En Corse, la mise en place des dispositifs de nurseries artificielles et d’abris type « biohut » dans les ports de Bonifacio et de Saint Florent contribue à restaurer les fonctionnalités écologiques des petits fonds rocheux et sableux qui ont été dégradés par la construction d'aménagements côtiers. En protégeant les post-larves et les jeunes recrues des prédateurs, les biohut favorisent l'accroissement de la population adulte.
La meilleure connaissance du fonctionnement des petits fonds côtiers qui s’engage offre de nouvelles perspectives pour agir en Méditerranée et améliorer l’efficacité des méthodes et des outils de restauration.

L’agence de l’eau poursuit son action en faveur de la Méditerranée

Sur la période 2013 – 2018, l’agence de l’eau a investi près de 100 M€ par an pour la Méditerranée dont près de 70 % pour lutter contre la pollution et 20 % pour restaurer les zones humides littorales et les fonctions écologiques du milieu marin. Les 10 % restants vont à la connaissance et la surveillance.
Le nouveau programme d’intervention 2019 – 2024 maintient ses moyens pour préserver et restaurer les écosystèmes marins.
« Nous allons tout d’abord développer la connaissance des milieux marins. Parce qu’ils sont plus vastes, mobiles et profonds que les milieux continentaux, l’impact biologique des différentes perturbations reste à approfondir.
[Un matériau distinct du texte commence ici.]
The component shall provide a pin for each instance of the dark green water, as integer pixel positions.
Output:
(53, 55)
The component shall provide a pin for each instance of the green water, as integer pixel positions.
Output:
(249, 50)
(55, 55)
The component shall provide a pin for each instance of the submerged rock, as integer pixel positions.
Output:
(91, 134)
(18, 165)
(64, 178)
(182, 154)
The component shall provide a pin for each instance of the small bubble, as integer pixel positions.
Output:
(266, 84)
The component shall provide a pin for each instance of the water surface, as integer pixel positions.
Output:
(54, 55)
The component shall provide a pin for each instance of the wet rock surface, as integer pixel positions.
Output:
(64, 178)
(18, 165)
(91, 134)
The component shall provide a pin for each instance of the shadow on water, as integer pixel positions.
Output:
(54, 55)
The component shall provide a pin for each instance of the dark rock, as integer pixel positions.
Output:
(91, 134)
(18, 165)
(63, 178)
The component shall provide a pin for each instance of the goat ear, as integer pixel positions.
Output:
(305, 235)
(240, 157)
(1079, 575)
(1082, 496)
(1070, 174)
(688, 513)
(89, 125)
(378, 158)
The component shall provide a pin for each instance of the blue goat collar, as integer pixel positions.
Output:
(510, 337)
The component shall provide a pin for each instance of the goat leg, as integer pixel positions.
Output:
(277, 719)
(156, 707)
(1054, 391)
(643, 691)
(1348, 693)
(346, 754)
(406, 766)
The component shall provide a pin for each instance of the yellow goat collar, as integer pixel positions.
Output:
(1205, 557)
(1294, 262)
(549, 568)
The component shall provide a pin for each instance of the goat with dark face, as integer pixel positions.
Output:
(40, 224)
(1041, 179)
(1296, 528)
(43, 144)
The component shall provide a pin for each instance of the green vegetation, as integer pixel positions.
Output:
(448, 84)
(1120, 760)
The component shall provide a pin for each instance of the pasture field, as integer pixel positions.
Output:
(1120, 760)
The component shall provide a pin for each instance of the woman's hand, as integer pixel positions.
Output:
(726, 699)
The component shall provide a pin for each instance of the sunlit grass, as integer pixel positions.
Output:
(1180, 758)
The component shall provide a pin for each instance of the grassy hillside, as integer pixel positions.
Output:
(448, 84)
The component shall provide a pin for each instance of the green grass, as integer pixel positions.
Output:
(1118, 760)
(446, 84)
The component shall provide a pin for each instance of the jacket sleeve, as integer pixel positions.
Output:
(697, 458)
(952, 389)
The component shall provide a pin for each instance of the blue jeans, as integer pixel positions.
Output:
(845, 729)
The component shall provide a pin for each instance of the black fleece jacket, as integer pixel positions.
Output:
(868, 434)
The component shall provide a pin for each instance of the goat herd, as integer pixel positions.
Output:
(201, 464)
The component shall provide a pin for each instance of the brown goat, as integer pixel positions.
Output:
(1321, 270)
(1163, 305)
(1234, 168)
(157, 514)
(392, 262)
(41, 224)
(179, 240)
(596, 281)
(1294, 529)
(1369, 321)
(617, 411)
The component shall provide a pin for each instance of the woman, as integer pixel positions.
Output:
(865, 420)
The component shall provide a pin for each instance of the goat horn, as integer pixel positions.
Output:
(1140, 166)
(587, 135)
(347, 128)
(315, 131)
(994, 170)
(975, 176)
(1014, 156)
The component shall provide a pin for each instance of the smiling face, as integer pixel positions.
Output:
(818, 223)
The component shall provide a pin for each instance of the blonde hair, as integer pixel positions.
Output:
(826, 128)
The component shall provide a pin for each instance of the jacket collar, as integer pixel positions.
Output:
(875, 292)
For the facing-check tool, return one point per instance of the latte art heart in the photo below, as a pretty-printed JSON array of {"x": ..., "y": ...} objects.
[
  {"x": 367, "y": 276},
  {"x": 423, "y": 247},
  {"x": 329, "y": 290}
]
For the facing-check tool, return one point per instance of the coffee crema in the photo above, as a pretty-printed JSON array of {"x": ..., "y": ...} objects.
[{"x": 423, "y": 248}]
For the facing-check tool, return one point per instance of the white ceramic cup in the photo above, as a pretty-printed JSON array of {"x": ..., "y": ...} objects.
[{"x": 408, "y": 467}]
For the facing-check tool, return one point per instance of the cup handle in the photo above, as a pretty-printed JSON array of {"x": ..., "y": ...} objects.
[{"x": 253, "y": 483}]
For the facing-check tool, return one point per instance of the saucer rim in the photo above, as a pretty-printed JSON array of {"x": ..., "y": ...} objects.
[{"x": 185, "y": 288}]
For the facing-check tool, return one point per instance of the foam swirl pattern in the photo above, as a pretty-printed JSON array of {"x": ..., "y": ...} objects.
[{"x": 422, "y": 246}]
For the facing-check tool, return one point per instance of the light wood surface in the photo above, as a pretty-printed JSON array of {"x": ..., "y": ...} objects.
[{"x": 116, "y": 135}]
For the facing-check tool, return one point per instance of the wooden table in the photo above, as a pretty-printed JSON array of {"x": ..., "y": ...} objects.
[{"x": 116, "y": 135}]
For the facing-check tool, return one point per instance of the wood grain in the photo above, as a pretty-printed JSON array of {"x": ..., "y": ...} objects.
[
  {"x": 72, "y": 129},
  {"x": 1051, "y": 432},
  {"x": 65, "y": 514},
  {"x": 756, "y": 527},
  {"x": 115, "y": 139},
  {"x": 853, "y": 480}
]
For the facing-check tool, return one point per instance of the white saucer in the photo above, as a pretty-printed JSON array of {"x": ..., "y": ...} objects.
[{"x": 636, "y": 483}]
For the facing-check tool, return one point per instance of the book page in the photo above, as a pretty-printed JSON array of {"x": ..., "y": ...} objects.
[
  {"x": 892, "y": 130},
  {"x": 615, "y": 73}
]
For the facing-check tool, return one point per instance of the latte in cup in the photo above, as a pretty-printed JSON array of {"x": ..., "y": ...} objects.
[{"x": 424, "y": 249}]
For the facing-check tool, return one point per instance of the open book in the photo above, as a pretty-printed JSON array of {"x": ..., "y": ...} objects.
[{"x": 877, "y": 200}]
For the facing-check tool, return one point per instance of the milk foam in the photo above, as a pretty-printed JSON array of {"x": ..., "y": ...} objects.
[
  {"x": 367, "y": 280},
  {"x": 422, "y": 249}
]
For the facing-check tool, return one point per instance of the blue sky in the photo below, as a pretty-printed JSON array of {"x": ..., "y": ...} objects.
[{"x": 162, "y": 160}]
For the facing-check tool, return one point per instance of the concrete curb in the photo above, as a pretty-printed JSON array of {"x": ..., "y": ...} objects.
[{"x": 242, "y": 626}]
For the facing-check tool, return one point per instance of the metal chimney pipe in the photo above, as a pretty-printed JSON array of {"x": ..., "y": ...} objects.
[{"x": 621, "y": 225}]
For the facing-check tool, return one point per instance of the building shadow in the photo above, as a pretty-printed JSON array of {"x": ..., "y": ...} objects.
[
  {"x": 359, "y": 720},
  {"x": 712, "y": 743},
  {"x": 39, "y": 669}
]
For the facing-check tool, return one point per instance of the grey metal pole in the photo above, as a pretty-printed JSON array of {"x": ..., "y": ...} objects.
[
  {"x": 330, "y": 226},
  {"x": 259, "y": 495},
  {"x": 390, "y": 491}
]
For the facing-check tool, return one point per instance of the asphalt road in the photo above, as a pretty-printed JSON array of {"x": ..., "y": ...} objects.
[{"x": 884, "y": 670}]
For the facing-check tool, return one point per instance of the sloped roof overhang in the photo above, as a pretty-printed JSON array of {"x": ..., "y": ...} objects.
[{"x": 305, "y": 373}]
La deuxième priorité est de réduire les pollutions par temps de pluie et de favoriser l’installation de zones de mouillages adaptées pour préserver les herbiers de Posidonie sur 25% de la surface soumises à des dégradations par les ancres de bateaux. Enfin, maintenant que la qualité de l’eau s’est améliorée, il faut faciliter la restauration des milieux marins et aider la nature à reconquérir le terrain » indique Laurent Roy, directeur général de l’agence de l’eau Rhône Méditerranée Corse.

1eaux côtières : moins de 2 km du bord de mer (1 mile marin)
2bon état chimique : les substances surveillées pour évaluer la qualité chimique sont, en particulier, les pesticides, les métaux lourds, les hydrocarbures, les polychlorobiphényles (PCB), etc.
3bon état écologique : pour évaluer l'état écologique, trois types de paramètres sont mesurés : la présence ou non d’invertébrés, de macroalgues, de phytoplancton de plantes à fleurs ; les éléments de qualité physico-chimique comme par exemple, l’oxygène dissous ; la morphologie de la côte et régime des marées.